Median home values also rallied in Southold Town, where they rose by 6.63 percent to a 2014 median of $490,000. That increase continued the trend from 2013, during which housing prices rose by 5.63 percent.

“It’s definitely not as frenetic as it was [before the housing market crash],” Szynaka said. “But generally speaking, I think that there’s more activity. There’s more activity in all the offices across the board.”

That may not seem to hold true for Riverhead Town residential properties, which on the whole lost value, according to the SRS data. Median values in Riverhead dropped by about 6.7 percent to land at $322,000, nearly erasing the gains made in 2013, according to the data.

Riverhead properties might be less attractive to buyers because tax rates are generally higher in Riverhead Town, said Marie Beninati, owner/broker at Beninati Associates.

“If you’re looking at a mid-priced home the taxes become more important to the buyer on a monthly basis,” she said.

Beninati said the incentives of this real estate market — namely, low interest rates — make this a good market for potential homeowners to get into. But since the inventory of residential properties is so low, good properties are selling fast — if priced correctly.

“We’ve been plagued by the same things we’ve been plagued by in year’s past and that is not enough inventory. We don’t have enough selection for the buyers,” she said. “We would have more transactions if we had more inventory.”

The North Fork is also attractive to people living in Brooklyn and Manhattan because it’s close enough to the city yet offers a true escape.

And your dollar goes a lot further than it would in the Hamptons.

“It’s comparatively affordable,” Beninati said. “And people perceive the North Fork as more family oriented. We don’t have clubs, we don’t have the traffic. We don’t have the kinds of things that disrupt the tranquility here.”

But the increased attention on the North Fork isn’t necessarily a good thing for all home buyers, said Valerie Goode, owner of Colony Realty. While the whole market is “gaining momentum,” it’s the second-home owners and property investors who are flooding the market with all-cash deals.

“Investors are heavily in the entry level [housing],” she said. “That makes it harder for first-home buyers.”

Yet she’s more optimistic about Riverhead’s housing market, saying the dip in home value there may be due to “distressed” properties from the housing crash finally selling at low prices.

“It takes a lot of time for these properties to finally foreclose,” Goode said.

However, the market overall is slowly heading up.

“It’s never fast. It’s never like wildfire,” she said. “It’s so subtle you hardly notice it.”

The key for sellers in today’s market is pricing, she said.

“There is a sweet spot,” Goode said. “When you hit it you’re in the zone … Sometimes it’s some sellers are determined to get a certain amount and they’re willing to wait that out.

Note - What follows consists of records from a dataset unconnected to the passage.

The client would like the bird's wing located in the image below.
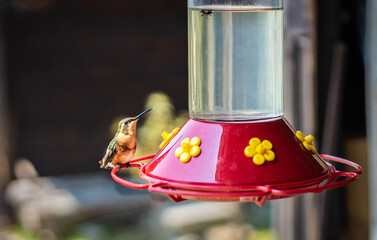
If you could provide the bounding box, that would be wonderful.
[99,136,119,169]
[107,136,119,151]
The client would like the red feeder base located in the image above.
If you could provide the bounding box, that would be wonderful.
[111,117,362,206]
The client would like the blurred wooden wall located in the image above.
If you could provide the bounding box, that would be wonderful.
[6,0,188,175]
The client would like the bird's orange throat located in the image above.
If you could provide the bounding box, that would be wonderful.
[127,120,139,135]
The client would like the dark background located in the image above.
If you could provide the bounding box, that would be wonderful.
[317,0,365,141]
[6,0,188,176]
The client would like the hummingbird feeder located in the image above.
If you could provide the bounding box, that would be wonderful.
[111,0,361,206]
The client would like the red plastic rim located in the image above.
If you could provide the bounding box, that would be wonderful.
[111,154,155,189]
[111,153,362,204]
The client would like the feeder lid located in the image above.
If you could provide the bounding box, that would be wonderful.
[141,118,329,187]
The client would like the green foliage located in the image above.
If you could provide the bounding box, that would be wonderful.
[135,92,188,157]
[250,228,277,240]
[0,225,40,240]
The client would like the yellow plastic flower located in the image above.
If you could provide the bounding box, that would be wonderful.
[175,137,202,163]
[244,138,275,165]
[295,131,317,154]
[159,128,180,149]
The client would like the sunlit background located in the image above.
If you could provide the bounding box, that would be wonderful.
[0,0,374,239]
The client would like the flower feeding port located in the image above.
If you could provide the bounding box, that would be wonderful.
[111,0,361,206]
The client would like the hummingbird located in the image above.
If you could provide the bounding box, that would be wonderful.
[99,107,153,169]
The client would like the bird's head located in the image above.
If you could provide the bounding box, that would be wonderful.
[118,107,153,135]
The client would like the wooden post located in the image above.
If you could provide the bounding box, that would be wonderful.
[365,0,377,238]
[0,26,10,223]
[275,0,318,239]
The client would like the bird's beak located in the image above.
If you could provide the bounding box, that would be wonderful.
[127,107,153,134]
[130,107,153,122]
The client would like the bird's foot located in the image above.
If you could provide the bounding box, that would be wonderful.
[103,163,130,169]
[105,162,115,169]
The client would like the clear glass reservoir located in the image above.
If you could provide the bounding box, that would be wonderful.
[188,0,283,121]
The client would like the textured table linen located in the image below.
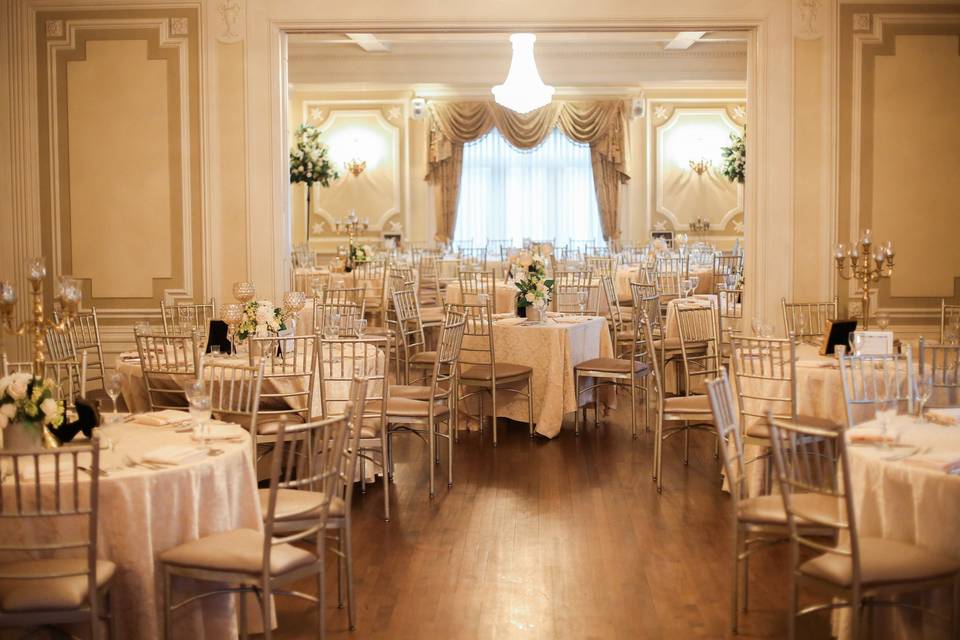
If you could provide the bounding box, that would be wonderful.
[614,265,716,301]
[0,421,261,640]
[832,417,960,639]
[445,281,517,315]
[461,317,613,438]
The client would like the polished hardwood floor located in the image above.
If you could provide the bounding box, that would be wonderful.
[275,405,832,640]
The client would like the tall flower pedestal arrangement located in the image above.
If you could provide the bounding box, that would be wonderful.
[289,123,338,245]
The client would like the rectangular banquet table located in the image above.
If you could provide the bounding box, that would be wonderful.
[0,420,261,640]
[460,316,614,438]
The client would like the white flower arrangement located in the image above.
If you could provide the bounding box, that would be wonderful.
[349,241,373,267]
[235,300,289,342]
[0,372,65,433]
[720,129,746,184]
[509,252,554,308]
[289,124,338,188]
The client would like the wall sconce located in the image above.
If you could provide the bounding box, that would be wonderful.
[344,157,366,177]
[689,217,711,233]
[689,158,712,176]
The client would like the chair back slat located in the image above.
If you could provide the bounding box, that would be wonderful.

Other sellers are ready to sell yesterday.”

Those sellers are seeing bidding wars for their properties, she said, noting three recent competitions over properties in a single week.

“Obviously those properties were in the sweet spot and they went [fast],” she said.

Buyers, Goode said, can’t afford to wait.

“You need to act,” she said. “You’ve got to absolutely move. Don’t lose a day here or a day there.”